6. preparation method as claimed in claim 1, it is characterised in that step (c) includes：

(c1) the p-type groove and the N-type groove are aoxidized so that the inwall of the p-type groove and the N-type groove forms oxygen Change layer；

(c2) etch the oxide layer of the p-type groove and the N-type trench wall to complete the p-type using wet-etching technology The planarizing of groove and the N-type trench wall；

(c3) carry out ion implanting to the p-type groove and the N-type groove to form the first p-type active area and described One N-type active area, the first N-type active area is to be less than 1 away from the N-type trenched side-wall and bottom depth along ion dispersal direction The region of micron, the first p-type active area is to be less than 1 away from the p-type trenched side-wall and bottom depth along ion dispersal direction The region of micron.

7. preparation method as claimed in claim 6, it is characterised in that step (c3) includes：

(c31) p-type groove described in photoetching and the N-type groove；

(c32) p type impurity and N-type are injected separately into the p-type groove and the N-type groove using the method with glue ion implanting Impurity is forming the first p-type active area and the first N-type active area；

(c33) photoresist is removed.

8. preparation method as claimed in claim 1, it is characterised in that step (d) includes：

(d1) the p-type groove and the N-type groove are filled using polysilicon；

(d2) after GeOI substrates described in planarizing process, polysilicon layer is formed on the GeOI substrates；

(d3) polysilicon layer described in photoetching, and using the method with glue ion implanting to the p-type groove and the N-type groove institute P type impurity and N-type impurity are injected separately into position to form the second p-type active area and the second N-type active area and while form p-type Contact zone and N-type contact zone；

(d4) photoresist) is removed；

(d5) polysilicon layer beyond the p-type contact zone and the N-type contact zone is removed using wet etching.

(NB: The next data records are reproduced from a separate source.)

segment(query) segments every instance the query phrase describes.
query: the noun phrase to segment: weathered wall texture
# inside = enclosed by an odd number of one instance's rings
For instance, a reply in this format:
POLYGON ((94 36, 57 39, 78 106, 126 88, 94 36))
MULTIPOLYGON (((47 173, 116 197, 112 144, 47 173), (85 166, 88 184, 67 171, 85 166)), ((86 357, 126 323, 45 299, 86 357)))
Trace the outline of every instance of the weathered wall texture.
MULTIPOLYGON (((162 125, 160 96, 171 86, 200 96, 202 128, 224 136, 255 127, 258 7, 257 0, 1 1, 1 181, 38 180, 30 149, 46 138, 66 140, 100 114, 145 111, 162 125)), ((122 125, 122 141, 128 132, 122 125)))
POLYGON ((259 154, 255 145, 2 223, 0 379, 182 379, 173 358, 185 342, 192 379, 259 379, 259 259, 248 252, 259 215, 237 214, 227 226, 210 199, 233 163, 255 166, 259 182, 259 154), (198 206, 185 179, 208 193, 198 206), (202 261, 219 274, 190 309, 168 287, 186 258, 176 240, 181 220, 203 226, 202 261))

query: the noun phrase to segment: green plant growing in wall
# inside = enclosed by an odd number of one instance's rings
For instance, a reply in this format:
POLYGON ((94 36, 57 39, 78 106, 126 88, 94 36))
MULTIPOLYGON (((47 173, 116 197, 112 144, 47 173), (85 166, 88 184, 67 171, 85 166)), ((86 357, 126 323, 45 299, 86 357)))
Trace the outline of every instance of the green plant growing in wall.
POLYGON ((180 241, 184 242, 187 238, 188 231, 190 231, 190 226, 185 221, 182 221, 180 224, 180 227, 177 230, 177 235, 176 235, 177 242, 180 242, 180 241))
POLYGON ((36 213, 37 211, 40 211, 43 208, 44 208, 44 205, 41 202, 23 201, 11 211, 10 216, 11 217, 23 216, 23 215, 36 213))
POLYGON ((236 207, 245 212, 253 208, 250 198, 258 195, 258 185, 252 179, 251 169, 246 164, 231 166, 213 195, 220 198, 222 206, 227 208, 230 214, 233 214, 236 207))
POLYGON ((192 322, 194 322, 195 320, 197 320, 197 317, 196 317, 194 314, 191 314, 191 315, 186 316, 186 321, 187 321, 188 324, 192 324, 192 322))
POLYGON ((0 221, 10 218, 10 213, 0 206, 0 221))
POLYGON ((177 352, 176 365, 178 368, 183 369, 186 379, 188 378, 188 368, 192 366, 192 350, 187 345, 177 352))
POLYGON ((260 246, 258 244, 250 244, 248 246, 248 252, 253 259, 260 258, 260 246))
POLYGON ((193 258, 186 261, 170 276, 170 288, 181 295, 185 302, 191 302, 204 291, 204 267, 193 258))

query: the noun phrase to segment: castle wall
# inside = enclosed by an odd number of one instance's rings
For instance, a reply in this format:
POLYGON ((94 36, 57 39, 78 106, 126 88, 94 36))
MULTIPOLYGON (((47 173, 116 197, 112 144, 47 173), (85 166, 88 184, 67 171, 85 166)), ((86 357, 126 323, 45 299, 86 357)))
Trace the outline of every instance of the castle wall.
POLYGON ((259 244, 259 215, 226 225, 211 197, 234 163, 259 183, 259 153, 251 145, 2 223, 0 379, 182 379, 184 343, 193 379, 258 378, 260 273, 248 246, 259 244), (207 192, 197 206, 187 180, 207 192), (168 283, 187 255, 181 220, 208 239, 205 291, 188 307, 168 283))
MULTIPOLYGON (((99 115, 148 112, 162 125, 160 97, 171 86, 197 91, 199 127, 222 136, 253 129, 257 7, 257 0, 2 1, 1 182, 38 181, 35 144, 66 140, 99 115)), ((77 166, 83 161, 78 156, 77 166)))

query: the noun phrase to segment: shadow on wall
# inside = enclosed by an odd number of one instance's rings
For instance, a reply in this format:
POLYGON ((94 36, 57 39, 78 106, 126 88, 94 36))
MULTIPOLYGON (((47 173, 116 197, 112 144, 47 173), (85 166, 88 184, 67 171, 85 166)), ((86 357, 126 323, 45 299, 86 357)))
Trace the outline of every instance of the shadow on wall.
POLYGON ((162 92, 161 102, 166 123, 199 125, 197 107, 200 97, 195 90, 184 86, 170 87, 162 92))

9. preparation method as claimed in claim 1, it is characterised in that step (e) includes：

(e1) silica is generated on the GeOI substrates；

(e2) using the impurity in annealing process activation active area；

(e3) in p-type contact zone and N-type contact zone lithography fair lead forming lead；

(e4) Passivation Treatment and photoetching PAD are forming the Ge bases solid state plasma PiN diodes.

10. a kind of Ge bases solid state plasma PiN diodes, it is characterised in that for making solid plasma antenna, the Ge Base solid state plasma PiN diodes are obtained using method as claimed in any one of claims 1-9 wherein.